Hosted by the Young Presidents' Organization (@YPO) and Wamda (@WamdaME), Schroeder and Kheireddine highlighted an optimistic view on MENA business trends, offering both words of wisdom and warning.

In response to a question on what industries are ripe for disruption in the region, Schroeder gave a blanket green light.

“If you remember me for nothing else today, be it this: Everywhere, every industry is ripe today…,” he said.

Kheireddine, who is also a former minister of Lebanon, was more specific by noting that entrepreneurs should look to innovate antiquated industries like banking.

Despite the immense business opportunities MENA offers, including a large talent pool with “global problem solving minds,” the discussion was also quick to address several important roadblocks.

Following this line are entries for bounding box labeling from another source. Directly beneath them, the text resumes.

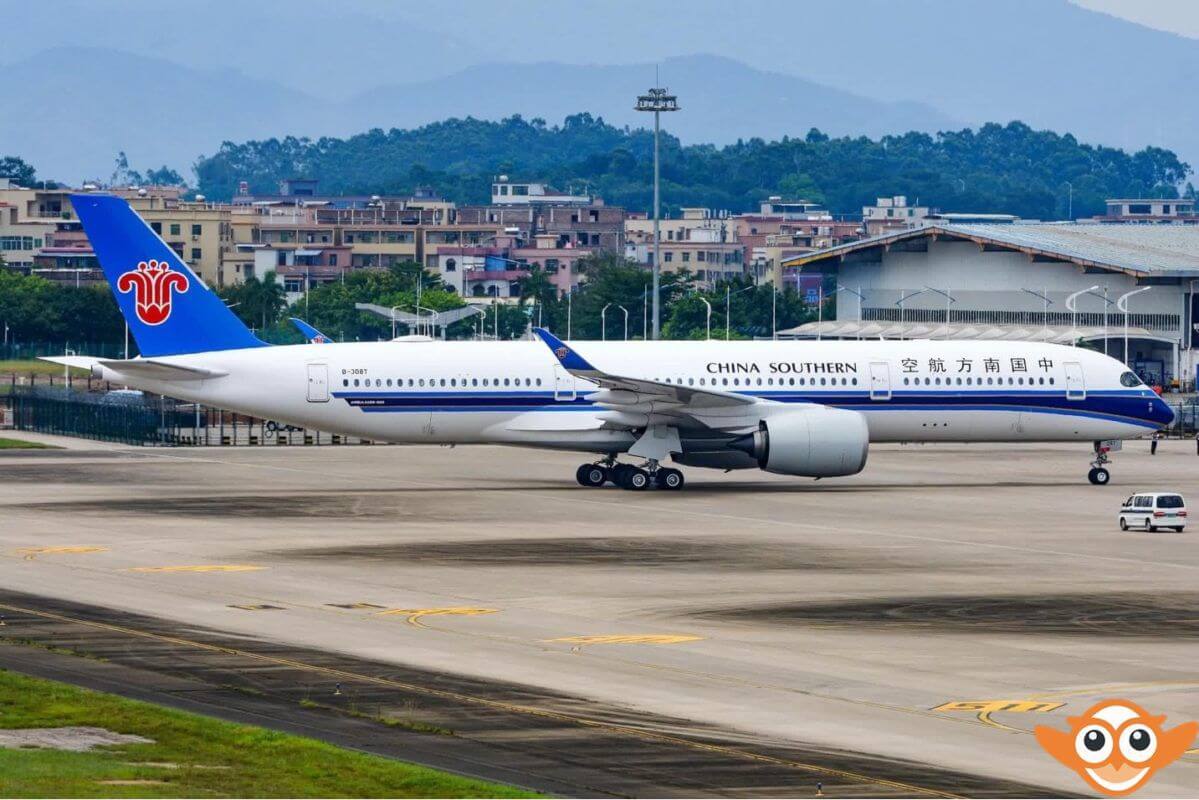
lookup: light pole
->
[833,283,866,323]
[641,287,650,342]
[634,80,679,338]
[1020,288,1053,329]
[924,287,957,325]
[1116,287,1153,368]
[770,281,778,341]
[896,289,930,339]
[1066,283,1099,347]
[724,283,754,342]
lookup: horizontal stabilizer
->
[41,355,229,380]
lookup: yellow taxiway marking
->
[378,606,500,627]
[17,545,108,561]
[128,564,266,572]
[547,633,704,644]
[0,603,962,798]
[932,700,1066,733]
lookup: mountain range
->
[0,0,1199,181]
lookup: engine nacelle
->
[729,407,870,477]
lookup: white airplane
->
[48,194,1174,489]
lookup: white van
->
[1120,492,1187,533]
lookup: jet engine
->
[729,405,870,477]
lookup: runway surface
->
[0,441,1199,796]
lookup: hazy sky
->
[1071,0,1199,38]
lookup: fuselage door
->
[1062,361,1086,399]
[308,363,329,403]
[554,363,577,403]
[870,361,891,401]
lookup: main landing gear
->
[574,456,683,492]
[1086,441,1111,486]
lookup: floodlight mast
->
[635,86,679,339]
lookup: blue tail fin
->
[71,194,265,356]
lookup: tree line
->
[195,114,1194,219]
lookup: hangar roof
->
[783,222,1199,278]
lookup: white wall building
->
[784,222,1199,386]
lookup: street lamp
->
[1116,287,1153,367]
[1066,283,1099,347]
[634,80,679,338]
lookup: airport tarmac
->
[0,440,1199,798]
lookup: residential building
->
[492,175,591,205]
[1093,199,1199,225]
[862,194,933,236]
[129,188,236,287]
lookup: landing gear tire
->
[620,467,650,492]
[653,467,683,492]
[574,464,608,487]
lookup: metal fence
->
[0,339,131,361]
[0,386,373,447]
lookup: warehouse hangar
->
[779,222,1199,389]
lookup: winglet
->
[288,317,333,344]
[532,327,600,372]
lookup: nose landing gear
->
[1086,441,1111,486]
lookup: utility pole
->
[634,79,679,339]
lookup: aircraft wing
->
[534,327,772,429]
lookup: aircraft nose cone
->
[1157,397,1179,428]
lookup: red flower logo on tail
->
[116,259,187,325]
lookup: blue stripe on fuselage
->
[333,390,1170,429]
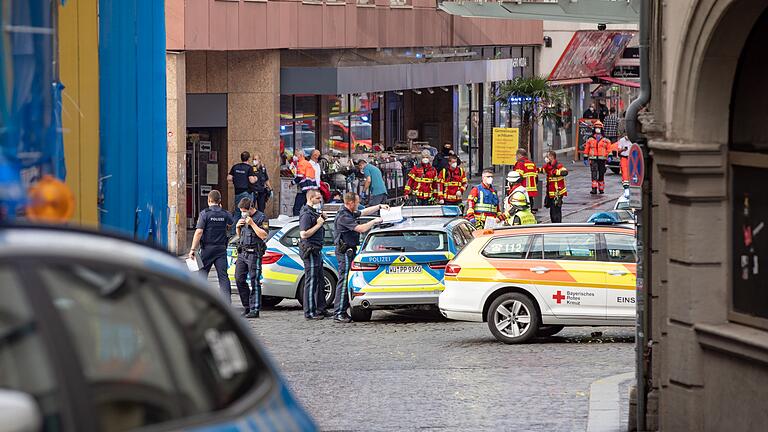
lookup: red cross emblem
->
[552,290,565,304]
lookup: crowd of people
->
[189,120,631,322]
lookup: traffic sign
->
[628,144,645,186]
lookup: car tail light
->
[349,262,379,271]
[445,264,461,277]
[429,261,448,270]
[261,251,283,265]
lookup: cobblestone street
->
[209,167,634,431]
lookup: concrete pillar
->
[225,50,280,217]
[165,52,188,253]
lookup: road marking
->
[587,372,635,432]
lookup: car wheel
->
[261,296,283,307]
[536,326,565,337]
[488,293,539,344]
[296,269,336,309]
[323,269,336,309]
[351,306,373,322]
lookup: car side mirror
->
[0,389,42,432]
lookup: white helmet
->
[507,170,522,183]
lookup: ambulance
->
[439,223,637,344]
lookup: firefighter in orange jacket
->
[515,149,539,209]
[437,155,467,207]
[405,150,437,205]
[541,151,568,223]
[584,120,611,195]
[466,169,506,229]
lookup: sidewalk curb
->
[587,372,635,432]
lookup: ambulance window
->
[528,235,544,259]
[544,234,597,261]
[605,234,637,263]
[483,236,531,259]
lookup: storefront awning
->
[600,77,640,88]
[549,78,592,85]
[549,30,637,81]
[280,58,527,95]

Intellectual property (IP) laws are nearly non existent to entrepreneurs. forcing them to register their patents in the US, Europe, Japan or elsewhere, Kheireddine said.

“We have excellent lawyers in the region specialized in IP protection. Services are a bit on the expensive side but worth it,” he advised.

As for mistakes both regional governments and entrepreneurs make, they are most times no different than those of their international peers.

“Entrepreneurs make same mistakes globally - don't focus; run out of money; confuse hype for substance,” Schroeder said. “Corporations similarly make same mistakes globally; too focused on what they know, not open to innovation. Governments need to 1) take startups seriously as essential; 2) remove barriers to movement of people/ideas/capital/goods,” he added.

And finally, asked if Schroeder and Kheireddine had to decide where to invest their own money, Kheireddine said he would likely choose fintech.

“I look to the entrepreneur first and foremost; the scale of her idea and passion to make the change,” Schroeder said.